What Not To Say To A Grieving Person
I talked to a friend yesterday. Her dad died. She told me she doing okay but I could hear the extreme sadness in her voice. As she struggled to talk she said," Well I'm trying to comfort myself with the fact that he lived a long and relatively healthy life up until the cancer." My response,"It doesn't help much does it?" A whisper, "No."
The way I see things is that unless I've walked in your shoes I couldn't possibly know how you feel, in this case I had walked in very similar shoes. I was there with my dad the moment he took his last breath. Again 5 years later I waited by my mom's hospital bed for hours after the machines were turned off, waited, for her to let go of this world.
Family and friends came to the funeral home and though they meant well some of their comments hurt more than they helped. Comments like, "He's so much better off now" or "She not suffering anymore in heaven". Though I knew these things were true I did not want to hear them because all I wanted at this time was my parents back. I couldn't imagine not having those long talks with my dad in the mornings over coffee. Thinking about never going shopping with my best friend, my mom, again was uncomprehendable. Life would not be the same again and I knew it.
What I needed was someone to listen, someone to tell me about the good times they had with my loved one, someone to hold my hand or give a hug, or someone to simply say, "I love you." Sometimes fewer words are better than many.

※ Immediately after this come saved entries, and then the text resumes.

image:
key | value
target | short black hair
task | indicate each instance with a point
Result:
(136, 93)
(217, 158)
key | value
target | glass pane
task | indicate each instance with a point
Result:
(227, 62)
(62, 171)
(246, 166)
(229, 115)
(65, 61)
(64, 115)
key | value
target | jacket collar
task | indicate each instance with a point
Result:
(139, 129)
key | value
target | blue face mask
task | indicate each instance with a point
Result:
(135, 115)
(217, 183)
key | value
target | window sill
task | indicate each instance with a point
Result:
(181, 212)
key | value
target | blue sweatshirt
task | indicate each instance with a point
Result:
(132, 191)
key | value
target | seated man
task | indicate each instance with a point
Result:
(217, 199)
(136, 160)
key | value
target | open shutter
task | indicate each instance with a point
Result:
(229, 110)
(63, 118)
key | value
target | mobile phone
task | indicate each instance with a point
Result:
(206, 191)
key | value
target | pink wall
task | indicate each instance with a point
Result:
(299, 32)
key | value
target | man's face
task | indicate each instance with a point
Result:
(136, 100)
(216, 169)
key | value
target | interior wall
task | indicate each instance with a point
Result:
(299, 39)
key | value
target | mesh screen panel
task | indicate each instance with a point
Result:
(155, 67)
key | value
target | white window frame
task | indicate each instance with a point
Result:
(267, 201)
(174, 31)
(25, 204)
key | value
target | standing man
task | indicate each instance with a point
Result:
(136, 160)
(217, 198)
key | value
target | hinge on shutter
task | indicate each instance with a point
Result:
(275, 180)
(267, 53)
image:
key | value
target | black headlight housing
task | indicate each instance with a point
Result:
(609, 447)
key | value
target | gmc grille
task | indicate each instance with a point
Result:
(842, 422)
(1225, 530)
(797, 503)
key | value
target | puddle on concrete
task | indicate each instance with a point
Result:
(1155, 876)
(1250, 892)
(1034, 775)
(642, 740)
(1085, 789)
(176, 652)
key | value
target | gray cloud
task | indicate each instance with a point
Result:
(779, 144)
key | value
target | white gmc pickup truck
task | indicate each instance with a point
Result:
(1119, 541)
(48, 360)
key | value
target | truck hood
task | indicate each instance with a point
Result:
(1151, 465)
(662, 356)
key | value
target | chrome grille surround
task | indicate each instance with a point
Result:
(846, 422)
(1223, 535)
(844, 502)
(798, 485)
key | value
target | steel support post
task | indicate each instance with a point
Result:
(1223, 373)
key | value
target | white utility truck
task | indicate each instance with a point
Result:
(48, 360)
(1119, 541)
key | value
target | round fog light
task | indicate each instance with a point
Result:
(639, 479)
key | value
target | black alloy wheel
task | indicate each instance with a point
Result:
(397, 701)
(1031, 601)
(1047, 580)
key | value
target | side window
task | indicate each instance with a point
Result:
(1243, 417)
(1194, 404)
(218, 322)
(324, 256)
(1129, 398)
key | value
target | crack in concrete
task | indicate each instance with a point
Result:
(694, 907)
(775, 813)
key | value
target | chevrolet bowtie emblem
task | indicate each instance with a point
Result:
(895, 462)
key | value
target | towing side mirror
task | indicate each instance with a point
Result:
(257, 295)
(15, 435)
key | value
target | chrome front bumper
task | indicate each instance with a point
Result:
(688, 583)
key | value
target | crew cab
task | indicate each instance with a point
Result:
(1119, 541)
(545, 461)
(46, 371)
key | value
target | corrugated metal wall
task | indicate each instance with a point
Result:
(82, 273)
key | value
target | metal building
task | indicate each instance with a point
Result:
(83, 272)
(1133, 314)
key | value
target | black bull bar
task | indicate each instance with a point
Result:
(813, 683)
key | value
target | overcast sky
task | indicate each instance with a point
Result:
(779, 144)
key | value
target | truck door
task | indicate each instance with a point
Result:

Selfishness takes over when we lose a loved one and we just want them back, here, not in heaven. No, I did not want either to suffer any longer but I did want them healthy, here, with me. Eventually I came to be able to say and believe those cliche things my well meaning family and friends said to me, but it took years.
Don't be offended if you are a well meaning person who has said these things because I have said them myself before I knew how it felt. Just know I say this to help not harm.
Just be there, listen, offer love and support, however that might look, to the grieving person you are trying to help.
Have you ever had an experience like this one?